Thermomechanical performance of blended metakaolin-GGBS alkali-activated foam concrete

Abstract

This study aims to synthesize, at ambient temperature, blended metakaolin-ground granulated blast furnace slag (MK-GGBS) foam concrete (FC) presenting acceptable thermomechanical performance for use as self-bearing insulation material. First, a binder composition that could be used for MK-GGBS FC production was identified. Fourteen paste formulations were produced and analysed to determine the best proportions of MK, GGBS and activator to be used in an alkali-activated material (AAM) FC matrix.
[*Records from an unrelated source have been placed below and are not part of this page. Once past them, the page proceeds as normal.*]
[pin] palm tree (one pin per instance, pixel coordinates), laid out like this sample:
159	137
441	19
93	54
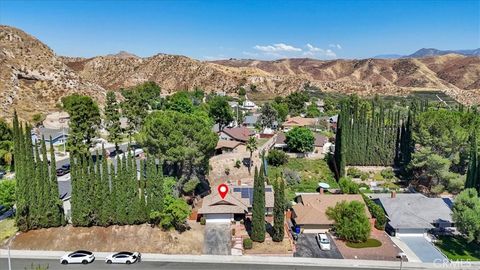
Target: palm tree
251	146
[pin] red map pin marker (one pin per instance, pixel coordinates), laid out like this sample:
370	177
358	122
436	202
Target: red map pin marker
222	190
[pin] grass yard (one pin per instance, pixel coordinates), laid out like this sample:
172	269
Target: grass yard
312	172
367	244
457	248
7	228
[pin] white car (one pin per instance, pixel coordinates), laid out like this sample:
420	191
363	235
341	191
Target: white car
123	257
323	241
79	256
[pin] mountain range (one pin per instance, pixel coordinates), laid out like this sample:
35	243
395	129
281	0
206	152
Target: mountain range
33	78
430	52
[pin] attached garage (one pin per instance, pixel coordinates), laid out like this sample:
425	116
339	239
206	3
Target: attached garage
218	218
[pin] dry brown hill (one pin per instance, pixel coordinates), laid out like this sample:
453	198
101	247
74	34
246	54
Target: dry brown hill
33	78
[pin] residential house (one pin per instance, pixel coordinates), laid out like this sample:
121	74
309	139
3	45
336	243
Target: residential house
236	205
248	104
56	120
250	121
309	213
226	146
54	136
298	121
240	134
414	213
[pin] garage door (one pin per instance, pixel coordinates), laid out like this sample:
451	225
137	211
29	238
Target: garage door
218	218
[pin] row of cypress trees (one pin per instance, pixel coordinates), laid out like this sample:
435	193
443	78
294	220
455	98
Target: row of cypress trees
37	197
258	207
372	137
473	171
124	194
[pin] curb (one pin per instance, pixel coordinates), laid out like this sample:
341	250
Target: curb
270	260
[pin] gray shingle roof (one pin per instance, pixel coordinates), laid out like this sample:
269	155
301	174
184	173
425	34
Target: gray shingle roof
415	211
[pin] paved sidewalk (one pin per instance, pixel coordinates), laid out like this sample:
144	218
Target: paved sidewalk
266	260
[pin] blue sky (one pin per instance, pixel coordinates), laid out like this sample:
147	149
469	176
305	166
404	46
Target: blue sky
247	29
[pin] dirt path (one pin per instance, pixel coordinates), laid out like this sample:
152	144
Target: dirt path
220	163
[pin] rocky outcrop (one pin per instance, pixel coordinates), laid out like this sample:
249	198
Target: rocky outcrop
32	78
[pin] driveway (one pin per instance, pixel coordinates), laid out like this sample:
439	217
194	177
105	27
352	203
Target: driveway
307	246
424	250
217	240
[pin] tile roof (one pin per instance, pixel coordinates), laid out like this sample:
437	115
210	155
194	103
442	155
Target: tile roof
238	133
227	144
415	210
299	122
238	201
312	207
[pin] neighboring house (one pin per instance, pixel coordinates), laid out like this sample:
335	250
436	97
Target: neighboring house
240	134
320	143
226	146
248	104
233	104
333	122
414	213
237	205
280	141
54	136
298	121
250	121
56	120
310	211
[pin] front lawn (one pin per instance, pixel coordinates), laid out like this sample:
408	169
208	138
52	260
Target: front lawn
457	248
311	171
367	244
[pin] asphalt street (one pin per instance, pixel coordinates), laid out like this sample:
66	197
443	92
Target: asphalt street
21	264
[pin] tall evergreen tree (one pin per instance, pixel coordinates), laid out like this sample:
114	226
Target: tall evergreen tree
279	211
112	119
55	204
258	207
472	173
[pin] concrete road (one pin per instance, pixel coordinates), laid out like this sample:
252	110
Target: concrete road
21	264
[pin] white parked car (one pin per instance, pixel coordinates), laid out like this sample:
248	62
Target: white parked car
123	257
79	256
323	241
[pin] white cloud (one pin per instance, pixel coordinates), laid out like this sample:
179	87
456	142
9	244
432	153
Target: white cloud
313	51
279	47
335	46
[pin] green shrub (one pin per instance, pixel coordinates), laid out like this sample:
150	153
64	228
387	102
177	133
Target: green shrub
292	177
348	186
377	212
238	164
387	174
247	243
277	157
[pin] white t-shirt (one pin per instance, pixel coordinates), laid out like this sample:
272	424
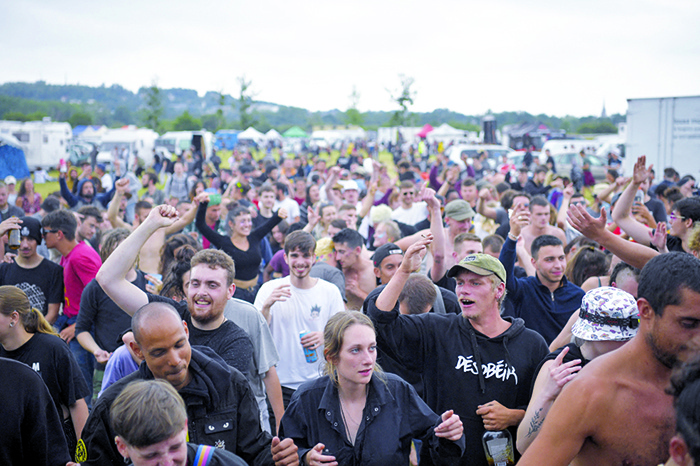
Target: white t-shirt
417	213
304	310
290	205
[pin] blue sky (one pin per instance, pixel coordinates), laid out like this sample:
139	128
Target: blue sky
554	57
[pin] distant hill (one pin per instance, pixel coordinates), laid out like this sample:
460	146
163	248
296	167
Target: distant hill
116	106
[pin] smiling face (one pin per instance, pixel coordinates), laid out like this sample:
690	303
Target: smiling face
208	293
356	359
164	344
242	225
477	295
550	264
300	262
171	452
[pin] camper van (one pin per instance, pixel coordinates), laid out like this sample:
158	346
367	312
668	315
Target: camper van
178	142
138	141
44	142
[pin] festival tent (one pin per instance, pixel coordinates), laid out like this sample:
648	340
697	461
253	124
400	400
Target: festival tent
273	135
424	132
251	134
12	159
295	132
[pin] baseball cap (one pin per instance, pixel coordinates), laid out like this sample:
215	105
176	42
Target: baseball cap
607	314
480	264
458	210
383	251
31	228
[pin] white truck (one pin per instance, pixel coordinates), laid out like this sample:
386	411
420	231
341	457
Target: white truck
44	142
667	131
136	141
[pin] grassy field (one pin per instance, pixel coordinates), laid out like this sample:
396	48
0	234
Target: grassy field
384	157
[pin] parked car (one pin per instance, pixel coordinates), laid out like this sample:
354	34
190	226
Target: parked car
598	165
472	151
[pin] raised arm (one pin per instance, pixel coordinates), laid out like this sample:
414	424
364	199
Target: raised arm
622	212
121	186
552	377
112	274
634	254
411	262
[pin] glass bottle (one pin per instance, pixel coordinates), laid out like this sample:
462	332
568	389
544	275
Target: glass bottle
498	447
Certain requirements were specified for the fresh paste (initial setting time >180min) and solid materials (high compressive strength and moderate shrinkage) to be used for FC production. The optimized mix was then employed for AAM FC production by using an H2O2 blowing agent (gas-foaming method). The influence of two main parameters (H2O2 and surfactant contents) on AAM FC properties (density, porous structure, thermal conductivity and compressive strength) were investigated. FC density mostly depends on H2O2 content. The FC porous structure depends strongly on both H2O2 and surfactant contents. High surfactant content FCs have a thin homogenous porous structure. At constant density, FC compressive strength depends on the surfactant content. An optimized surfactant content maximizing FC compressive strength at constant density was identified.